Let $(a + bi)^2 = 2i - 2$, where $a$ and $b$ are real.
That implies $a^2 - b^2 = -2$ and $ab = 1$.
Eliminating $b$, $a^2 - 1/a^2 = -2$ and so $(a^2 + 1)^2 = 2$.
Hence $a = \pm\sqrt{-1 + √2}$.
Similarly, $b = \pm\sqrt{1 + √2}$, where $a$ and $b$ have the same sign.
Hence $z = -1 + \sqrt{-1 + √2} + (\sqrt{1 + √2} - 1)i$ or $-1 - \sqrt{-1 + √2} - (\sqrt{1 + √2} + 1)i$.
skipjack, just curious if above is a viable general procedure.

1) $\displaystyle z^{2}+k_{1}z+k_{2}=0$ and $\displaystyle z,k_{1},k_{2}$ complex.
"Completing the square"
$\displaystyle (z+k_{1}/2)^{2}=z^{2}+k_{1}z+k_{1}^{2}/4$
Substitute $\displaystyle z^{2}+k_{1}z$ into 1). Then
$\displaystyle (z+k_{1}/2)^{2}=-k_{2}+k_{1}^{2}/4=c+di$
Let $\displaystyle a+bi=z+k_{1}/2$
$\displaystyle (a+bi)^{2}=c+di$
$\displaystyle a^{2}-b^{2}=c$
$\displaystyle 2ab=d,d=b/(2a))$, Then
$\displaystyle 4a^{4}-4a^{2}c-d^{2}=0$
$\displaystyle t^{2}-ct-d^{2}/4=0$
$\displaystyle t=[c\pm\sqrt{c^{2}+d^{2}}]/2$ which is always + or -.
Then $\displaystyle a=\pm\sqrt{t}, b=d/2a, z+k_{1}/2=a+bi$ give both roots.

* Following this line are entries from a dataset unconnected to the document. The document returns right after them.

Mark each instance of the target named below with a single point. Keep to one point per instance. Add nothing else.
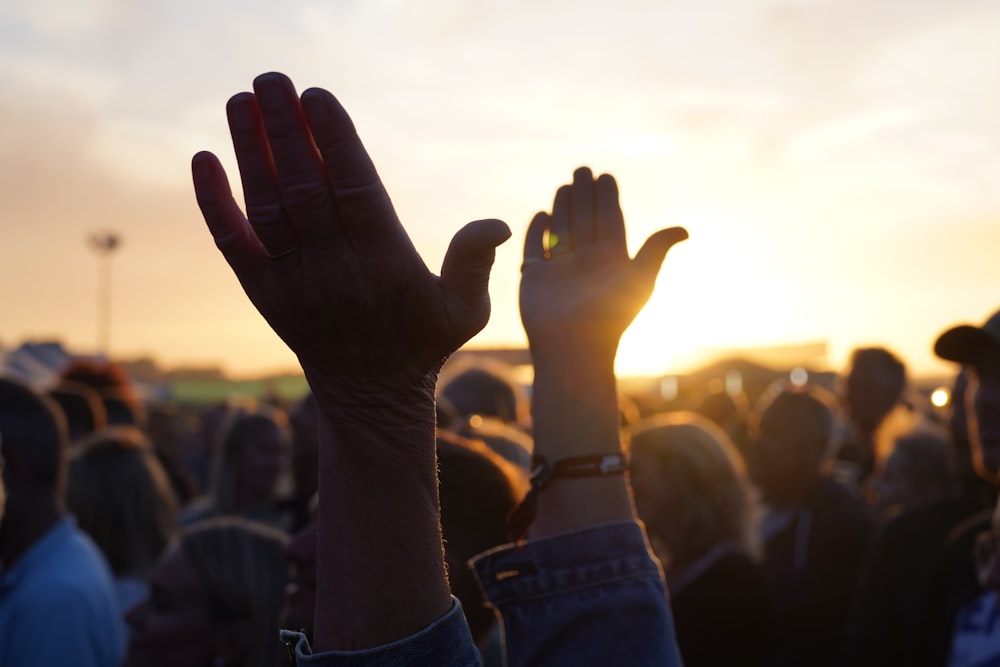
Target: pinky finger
(229, 227)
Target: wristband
(599, 465)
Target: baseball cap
(965, 343)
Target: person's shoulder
(842, 503)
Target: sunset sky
(837, 162)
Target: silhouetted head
(122, 498)
(215, 598)
(34, 439)
(82, 407)
(874, 384)
(920, 468)
(253, 453)
(791, 437)
(478, 489)
(978, 348)
(690, 486)
(505, 439)
(727, 411)
(488, 389)
(112, 383)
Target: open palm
(321, 252)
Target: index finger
(363, 207)
(305, 194)
(609, 224)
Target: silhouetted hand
(322, 255)
(579, 288)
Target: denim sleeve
(588, 597)
(446, 642)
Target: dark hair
(33, 425)
(810, 410)
(485, 388)
(82, 407)
(233, 432)
(881, 358)
(122, 498)
(478, 488)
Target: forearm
(575, 413)
(381, 574)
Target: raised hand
(578, 284)
(322, 254)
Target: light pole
(104, 244)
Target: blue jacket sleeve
(446, 642)
(588, 597)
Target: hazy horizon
(836, 162)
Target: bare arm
(323, 257)
(577, 298)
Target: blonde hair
(242, 566)
(236, 425)
(121, 497)
(713, 499)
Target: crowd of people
(402, 514)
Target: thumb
(465, 272)
(650, 256)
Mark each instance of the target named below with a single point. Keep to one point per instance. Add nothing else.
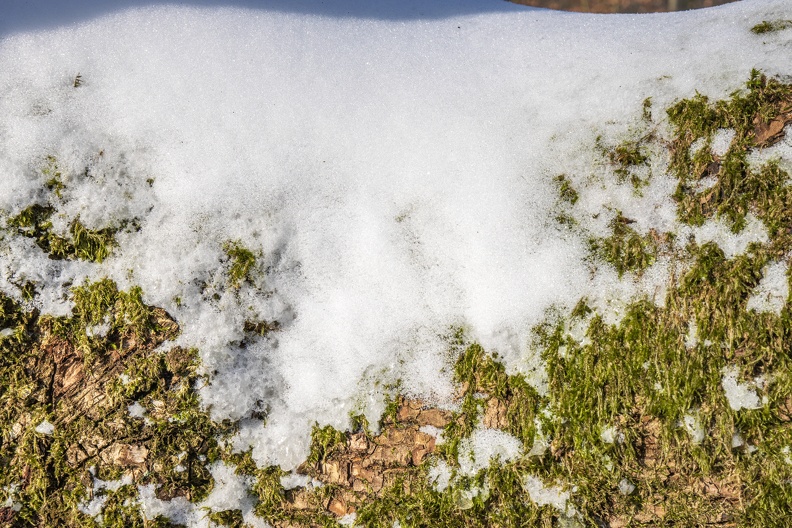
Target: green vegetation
(635, 424)
(771, 26)
(82, 381)
(625, 249)
(241, 261)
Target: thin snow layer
(230, 491)
(739, 395)
(773, 290)
(485, 445)
(543, 495)
(393, 174)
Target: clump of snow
(773, 290)
(719, 232)
(483, 445)
(229, 489)
(543, 495)
(393, 173)
(739, 395)
(45, 428)
(692, 423)
(610, 435)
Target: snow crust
(739, 395)
(484, 445)
(773, 290)
(392, 171)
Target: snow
(391, 163)
(544, 495)
(477, 451)
(692, 423)
(773, 290)
(739, 395)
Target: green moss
(241, 261)
(771, 26)
(229, 518)
(82, 243)
(324, 440)
(738, 187)
(625, 249)
(625, 158)
(565, 189)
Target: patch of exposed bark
(364, 465)
(92, 428)
(713, 497)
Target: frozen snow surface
(390, 163)
(739, 395)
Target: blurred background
(622, 6)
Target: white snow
(773, 290)
(692, 423)
(721, 141)
(543, 495)
(477, 451)
(391, 163)
(739, 395)
(626, 487)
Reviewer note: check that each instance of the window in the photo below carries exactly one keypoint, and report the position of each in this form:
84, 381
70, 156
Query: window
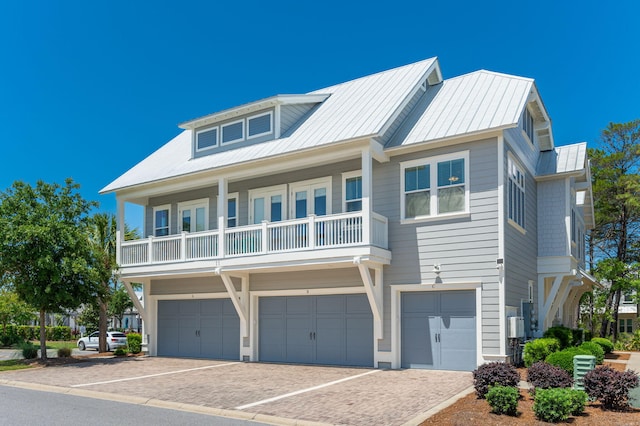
193, 215
232, 210
310, 197
516, 194
161, 220
233, 132
434, 187
352, 190
527, 124
267, 204
206, 139
259, 125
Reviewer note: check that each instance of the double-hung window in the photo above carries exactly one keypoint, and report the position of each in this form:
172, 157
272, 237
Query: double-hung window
435, 186
352, 190
516, 193
161, 220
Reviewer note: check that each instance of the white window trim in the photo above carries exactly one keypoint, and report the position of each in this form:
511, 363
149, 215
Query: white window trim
267, 193
519, 166
194, 204
433, 169
309, 185
158, 208
345, 176
207, 130
257, 135
222, 126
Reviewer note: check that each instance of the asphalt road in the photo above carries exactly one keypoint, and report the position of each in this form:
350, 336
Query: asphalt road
28, 407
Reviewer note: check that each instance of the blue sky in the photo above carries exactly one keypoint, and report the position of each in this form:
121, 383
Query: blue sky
88, 89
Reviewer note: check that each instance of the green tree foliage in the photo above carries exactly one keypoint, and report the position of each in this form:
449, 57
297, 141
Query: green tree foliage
44, 249
615, 241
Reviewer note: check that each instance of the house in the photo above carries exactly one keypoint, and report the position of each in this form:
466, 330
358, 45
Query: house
395, 220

It's a viable procedure. Can't find it on Google or a text book. Is it in new texts, is it "out there," or did you just "see" it?

skipjack, why not post the procedure in a new thread for general availability?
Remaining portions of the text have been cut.